João foi denunciado pela prática de crime de furto simples. Na denúncia, o Ministério Público apenas narrou que houve a subtração do cordão da vítima, indicando hora e local. Na audiência de instrução e julgamento, a vítima narrou que João empurrou-a em direção ao chão dizendo que se gritasse “o bicho ia pegar”, arrancando, em seguida, o seu cordão. Diante da narrativa da violência e da grave ameaça, o juiz fica convencido de que houve crime de roubo e não de furto. Sobre o caso apresentado, de acordo com o Código de Processo Penal, assinale a afirmativa correta.
- A)O juiz na sentença poderá condenar João pelo crime de roubo, com base no artigo 383 do CPP, que assim dispõe: “O juiz, sem modificar a descrição do fato contida na denúncia ou queixa, poderá atribuir-lhe definição jurídica diversa, ainda que, em consequência, tenha de aplicar pena mais grave”.
Errada, porque o art. 383 do CPP trata de emendatio libelli, que pressupõe os mesmos fatos narrados na denúncia, e aqui a condenação por roubo exigiria fato novo não descrito na inicial.

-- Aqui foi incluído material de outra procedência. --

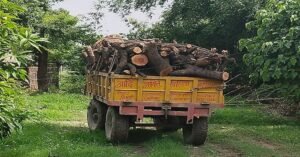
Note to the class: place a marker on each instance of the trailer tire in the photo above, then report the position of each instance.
(96, 114)
(116, 126)
(196, 133)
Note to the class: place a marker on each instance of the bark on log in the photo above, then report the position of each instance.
(200, 72)
(164, 53)
(122, 61)
(139, 60)
(132, 69)
(157, 62)
(137, 50)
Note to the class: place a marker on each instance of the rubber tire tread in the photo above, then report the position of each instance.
(101, 109)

- B)Encerrada a instrução probatória, o Ministério Público deverá aditar a denúncia em 5 (cinco) dias. Se o Ministério Público ficar inerte, o juiz deve aplicar o artigo 28 do CPP.

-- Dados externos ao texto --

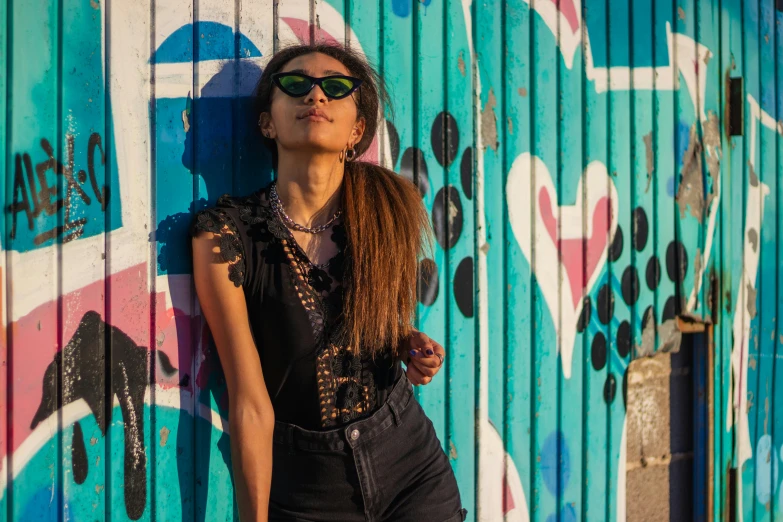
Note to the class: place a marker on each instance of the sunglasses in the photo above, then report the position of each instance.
(298, 84)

Certa, porque a prova revelou circunstância fática nova que altera a imputação, exigindo aditamento da denúncia pelo MP em 5 dias e, se houver inércia, a aplicação do art. 28 do CPP.
- C)Encerrada a instrução probatória, o Ministério Público deverá aditar a denúncia em 5 (cinco) dias. Se o Ministério Público ficar inerte, o juiz poderá condenar João pelo crime de roubo, tendo em vista que a vítima narrou a agressão em juízo.
Errada, porque a vítima ter narrado a agressão em juízo não autoriza condenação direta por roubo sem o aditamento da denúncia, já que isso violaria a correlação entre acusação e sentença.
- D)O juiz poderá condenar João pelo crime de roubo, independentemente de qualquer providência, em homenagem ao princípio da verdade real.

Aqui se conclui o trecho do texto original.